第3話
頭が真っ白になる混乱が脳内を支配する。
「嘘だよね・・・・・・?」
私と友人が残された教室に声が木霊した。
「嘘じゃない、と思う。 さっきその話でクラスの女子数人が盛り上がってたの」
「私どうしたらいいのかな。 二人は付き合うのかな」
「分からない 、貴方はどうしたい?」
と尋ねてくる。
私は――ここで彼が告白を断ることに期待して待っているのもいいかもしれない。
そんな考えが飛び出したと同時に自分に酷く嫌悪感を覚える。
私って今まで知らなかっただけで結構嫌な奴なのかな。そんな私が彼に選ばれないのもしょうがないのかな。すると友人が私の心を見透かしたかのように
「ここで待っているのもいいかもね」
なんて言い出した。今の私にとってとても優しい言葉だと思う。
だけど――それじゃあ――今の私のままだ。
一歩踏み出して彼の元へ。
「私、今どうしたらいいか全然わからなくて、泣きそうだし、彼が告白されて付き合うことになるかもしれない瞬間を見るのはすごく怖い。 でもこのままじゃ私嫌なの。 今度は私からもう一歩彼の方へ歩み寄りたい」
そう告白すると友人はきょとんと私の顔を見つめた後に苦笑しながらも
「そんなこと言うキャラだったっけ。 ほら行ってきなよ、頑張っておいで」
その後に何かったら胸くらいは貸すから、と付け加えて私を鼓舞してくれる。
「ありがと、頑張ってくる」
私はその言葉を最後に教室を飛び出す。
そういえば場所はどこだっただろうかと思い出そうとするが、彼のことで頭が一杯で場所を聞く事をうっかり忘れてしまっていたようだ。
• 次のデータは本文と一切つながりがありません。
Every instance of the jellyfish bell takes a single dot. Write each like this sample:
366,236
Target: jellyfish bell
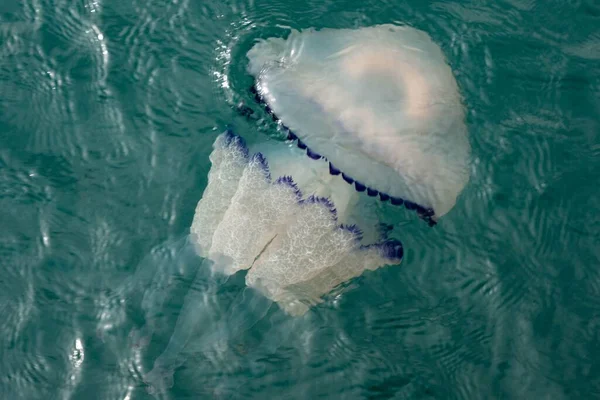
375,115
379,103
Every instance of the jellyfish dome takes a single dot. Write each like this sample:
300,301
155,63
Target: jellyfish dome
380,104
372,114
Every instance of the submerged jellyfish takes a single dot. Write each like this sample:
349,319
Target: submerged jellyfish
375,116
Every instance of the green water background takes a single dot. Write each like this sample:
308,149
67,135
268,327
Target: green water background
108,110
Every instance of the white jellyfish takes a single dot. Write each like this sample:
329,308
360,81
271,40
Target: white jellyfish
375,115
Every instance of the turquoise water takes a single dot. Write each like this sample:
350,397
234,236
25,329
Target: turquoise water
108,111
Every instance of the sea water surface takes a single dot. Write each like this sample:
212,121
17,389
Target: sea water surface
108,111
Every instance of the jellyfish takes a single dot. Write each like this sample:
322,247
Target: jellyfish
370,115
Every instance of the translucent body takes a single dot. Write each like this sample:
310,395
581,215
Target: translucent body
380,103
296,245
それでも私の体は止まらず走り続ける、理屈じゃない。焦燥感が私を駆り立てている。
友人と彼が日々過ごす教室に向かうが残念ながらもぬけの殻となっていた。
他に人目につかない場所といえば体育館裏だろうか。足早で向かい顔だけを乗り出す形で視線向けようとすると、ガサッという音が聞こえ咄嗟に頭を引っ込める。
心拍の上昇がが止まらなくなる。全速力で学校中を走り回っていたからだけではない。
彼がどんな返答をするのか、それを想像しただけで不安が脈を激しく叩くのだ。
その後、静寂がその場に漂い、再びガサッと葉が擦れるような音が鳴る。
私は顔を覗かせると――そこに彼らはいなかった。